That's not the definition of indexed sequential that I ever heard of (my experience going back to the original ISAM).
The "sequential" in indexed sequential means that the file can be accessed in record order (sequenced by key) or by direct access by key. In general, it matters that the keys are ordered. Typically, an index is used to map keys to the external storage blocks where the corresponding record is to be found. It is common for the index to be organized as some for of wide tree and how the index is cached matters.
The technique described in the patent is strictly about hashed indexing by keys and there is no information or assumption about being able to somehow navigate the hashed records in some key-based sequence nor is it presumed that such be possible.
I see that there is a variation of indexed-sequential in which the index is built using a hash technique (see http://en.wikipedia.org/wiki/Indexed_Sequential_Access_Me...). I have no idea what is hashed for that to work and how that helps with how the index itself is managed. But since you built one, perhaps you can enlighten us where hashing was done as part of working down to the location of a record have a particular exact key?
In any case, the Sequential in Indexed Sequential is not the sequential in the sense that the linked list of list items for records having the same hash code is considered sequential. Indeed, there is generally no requirement that the positions of those records in the list be sequenced in some way, although Knuth points out the advantage of doing so, since the detection that the desired record is not present can happen more efficiently.
There is also considerable importance, to ISAM, that the index for random access be loadable into memory in some manner or otherwise cached, since the records themselves were often on external storage and even insertions might be rather costly unless buckets of records retained slack for some reasonable number of insertions, with an overflow mechanism (not related to what we mean by hash overflow) for any excess.
And of course, in common usage, the only way to clean up an ISAM file was to reorganize the whole thing with some sort of utility, not unlike disk defragmenting.
Posted Apr 22, 2011 6:10 UTC (Fri) by orcmid (guest, #74478)
[Link]
I did go look at Berkeley DB because it does use a hashing scheme. What is revealed there is that hashing does not support indexed-sequential operation, but the B+Tree access method does. (This gets determined when you build the DB.)
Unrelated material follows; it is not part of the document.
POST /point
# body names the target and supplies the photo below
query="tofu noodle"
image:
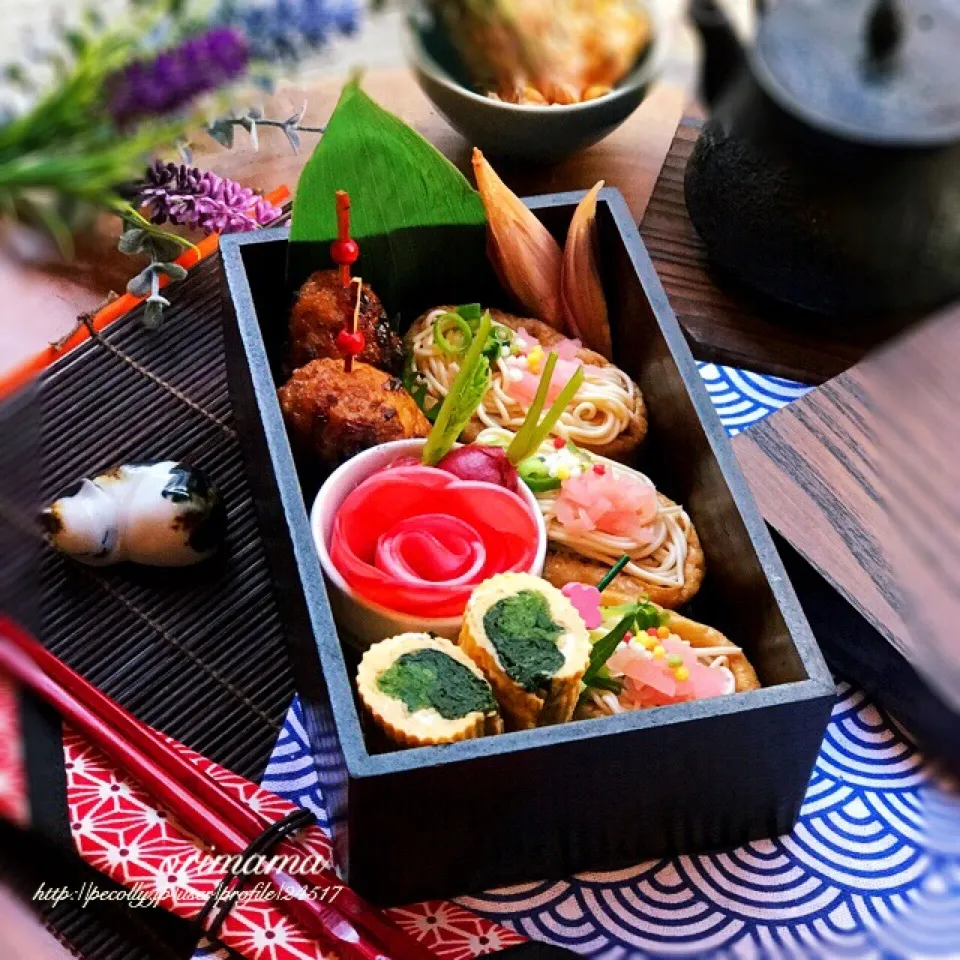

The hashing method is extended linear hashing, where the hash function is adjusted dynamically to allow growing of the hash table. Linear hashing is mentioned on pp.548-549 (just before the exercises of section 6.4) of Don Knuth's "Art of Computer Programming," vol.3 Sorting and Searching, second edition. There is not enough information there to know how collisions on the same hash are dealt with.
Opportunistic Garbage Collection Obviousness
Posted Apr 22, 2011 18:32 UTC (Fri) by Wol (guest, #4433)
[Link]
In linear hashing (typically used in Pick-based systems) it's normal to have a bucket that can hold multiple records. Records with the same hash are chained in a bucket, and should the bucket overflow, the records are often chained on the end of the file. So let's say your "modulo" is 20 - buckets 0-19 - the first bucket to overflow chains into 20, then next into 21, etc.
This then causes a bit of grief when the modulo increments, because you have to shove bucket 20 out of the way to create a new bucket 20 as non-overflow.
At least one implementation (Prime Information) used a special file/directory type, so each SEGSAM file contained subfiles, one per bucket, and they could grow as big as required.